Requisição de exame de cadáver
Documento do IML/SP, solicitado pelo DOPS, em 14/06/72. Apresenta a letra "T" manuscrita, indicando tratar-se de pessoa considerada terrorista. Indica que Iuri Xavier Pereira faleceu em tiroteio travado com órgãos de segurança.

Ofício
Documento do II Exército a vários órgãos da repressão comunicando envio de cópias das fichas dactiloscópicas de Ana Maria Nacinovic Correa, Yuri Xavier Pereira e Marcos Nonato da Fonseca.

Ofício
Documento da Delegacia Especializada de Ordem Política de São Paulo, para o II Exército, em 22/06/72. Encaminha as certidões de óbito de Ana Maria Nacinovic Correa, Iuri Xavier Pereira e Marcos Nonato Fonseca. Possui o carimbo do arquivo do DOPS.

Ofício
Documento da Auditoria do Exército do Poder Judiciário ao DOPS, de 22/06/72, solicitando os atestados de óbito de Ana Maria Nacinovic Corrêa, José Milton Barbosa e Yuri Xavier Pereira.

Ofício
Informação do Serviço de Informações do DOPS/SP, de 13/08/73, comunicando envio de panfleto distribuído aos moradores e comerciantes da Av. Santo Amaro, na cidade de São Paulo, sobre o jovem Luiz José da Cunha.
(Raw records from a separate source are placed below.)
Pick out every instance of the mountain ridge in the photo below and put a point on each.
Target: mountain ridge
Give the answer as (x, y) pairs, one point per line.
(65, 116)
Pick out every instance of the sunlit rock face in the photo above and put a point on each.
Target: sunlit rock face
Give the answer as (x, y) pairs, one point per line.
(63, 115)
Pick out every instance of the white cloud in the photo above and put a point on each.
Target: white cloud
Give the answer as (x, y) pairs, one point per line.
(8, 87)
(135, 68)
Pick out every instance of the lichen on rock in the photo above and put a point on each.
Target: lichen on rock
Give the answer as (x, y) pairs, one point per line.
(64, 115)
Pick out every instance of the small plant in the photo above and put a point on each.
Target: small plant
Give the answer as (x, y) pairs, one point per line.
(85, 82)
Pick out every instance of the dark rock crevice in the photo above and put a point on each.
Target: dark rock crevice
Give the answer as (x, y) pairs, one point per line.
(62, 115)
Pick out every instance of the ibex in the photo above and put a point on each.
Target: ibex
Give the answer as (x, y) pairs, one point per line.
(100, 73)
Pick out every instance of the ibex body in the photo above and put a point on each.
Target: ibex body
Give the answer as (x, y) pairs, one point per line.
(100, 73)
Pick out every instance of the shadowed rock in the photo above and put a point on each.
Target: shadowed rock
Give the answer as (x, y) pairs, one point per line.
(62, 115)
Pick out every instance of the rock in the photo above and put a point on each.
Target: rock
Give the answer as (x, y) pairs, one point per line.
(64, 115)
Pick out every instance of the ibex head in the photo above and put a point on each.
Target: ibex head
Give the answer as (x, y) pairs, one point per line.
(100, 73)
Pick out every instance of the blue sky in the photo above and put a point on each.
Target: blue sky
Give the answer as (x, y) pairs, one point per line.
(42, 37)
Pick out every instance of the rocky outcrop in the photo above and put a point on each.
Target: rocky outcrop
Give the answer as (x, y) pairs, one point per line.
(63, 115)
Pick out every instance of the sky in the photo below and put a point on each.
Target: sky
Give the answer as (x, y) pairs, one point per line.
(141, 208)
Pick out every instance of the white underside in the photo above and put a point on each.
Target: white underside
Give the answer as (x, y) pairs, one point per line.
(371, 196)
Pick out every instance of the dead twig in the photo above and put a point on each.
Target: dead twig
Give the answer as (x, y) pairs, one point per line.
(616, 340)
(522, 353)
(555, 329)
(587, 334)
Traz em anexo cópia do panfleto contando que Luís José da Cunha falecera em tiroteio com a polícia e que nos jornais ele apareceu como perigoso subversivo, acusado da morte de um comerciante. O panfleto revela que o tal comerciante era um informante que ocasionou a morte de outros jovens como Iuri Xavier Pereira, Ana Maria Nacinovic, Arnaldo Cardoso Rocha, Francisco Seiko Okama, Manoel Penteado (Francisco Emanoel Penteado) e Ronaldo Mouth Queiroz.

Ofício
Documento do Delegado do DOPS/RJ para o Diretor do DOPS/SP, de 13/07/72. Acusando o recebimento das cópias de certidões de óbito de Ana Maria Nacinovic e de Iuri Xavier e reiterando a solicitação do envio da certidão de óbito de Marcos Nonato da Fonseca, pois a cópia enviada junto com as outras estava ilegível.

Depoimento
Documento manuscrito pela mãe de Ana Maria. Descreve sua infância e adolescência, apontando sua morte, na Moóca, metralhada, em 14/06/72, com 25 anos de idade. Cita que, com ela morreram Marcos Nonato da Fonseca e Iuri Xavier Pereira.

Parte de livro
Teles, Janaína (org.). Mortos e desaparecidos políticos: reparação ou impunidade? São Paulo: Humanitas - FFLCH/USP, 2000. p.172-176. Lista de nomes dos presos políticos cujas famílias receberam indenização do governo por este ter assumido a responsabilidade pela morte ou desaparecimento dos mesmos.

Carta
Carta de Criméia Almeida para Comissão Especial da Lei 9.140/95 de reconhecimento dos mortos e desaparecidos de 23/04/97. Traz o depoimento de Ernestina, mãe da garota que foi ferida no tiroteio que matou Iuri Xavier Pereira, Ana Maria Nacinovic Correa e Marcos Nonato da Fonseca. Consta que a garota, na época com três anos de idade, e sua avó estavam voltando para casa a pé e viram quatro jovens que se encaminhavam para um carro. A polícia, que já havia cercado toda a área, iniciou tiroteio que matou três deles (Iuri, Ana Maria e Marcos), feriu a garotinha na perna e também um outro pedestre. Os policiais logo foram embora, talvez atrás do jovem que fugiu e logo chegou uma ambulância e um carro do IML que levou os cadáveres.

Carta
Carta de Iara Xavier Pereira à Comissão Especial Lei 9.140/95, em 23/04/97. Consta que ainda se está tentando obter informações sobre as mortes de Iuri Xavier Pereira, Ana Maria Nacinovic Corrêa e Marcos Nonato Fonseca e continuam reivindicando ao governo o esclarecimento das circunstâncias da morte e a localização e entrega dos despojos dos mortos e desaparecidos.

Cartaz
Documento intitulado "Bandidos terroristas procurados pelos órgãos de Segurança Nacional", exibindo várias fotos seguidas de nome, codinome e organização de cada pessoa. Possui carimbo do DOPS.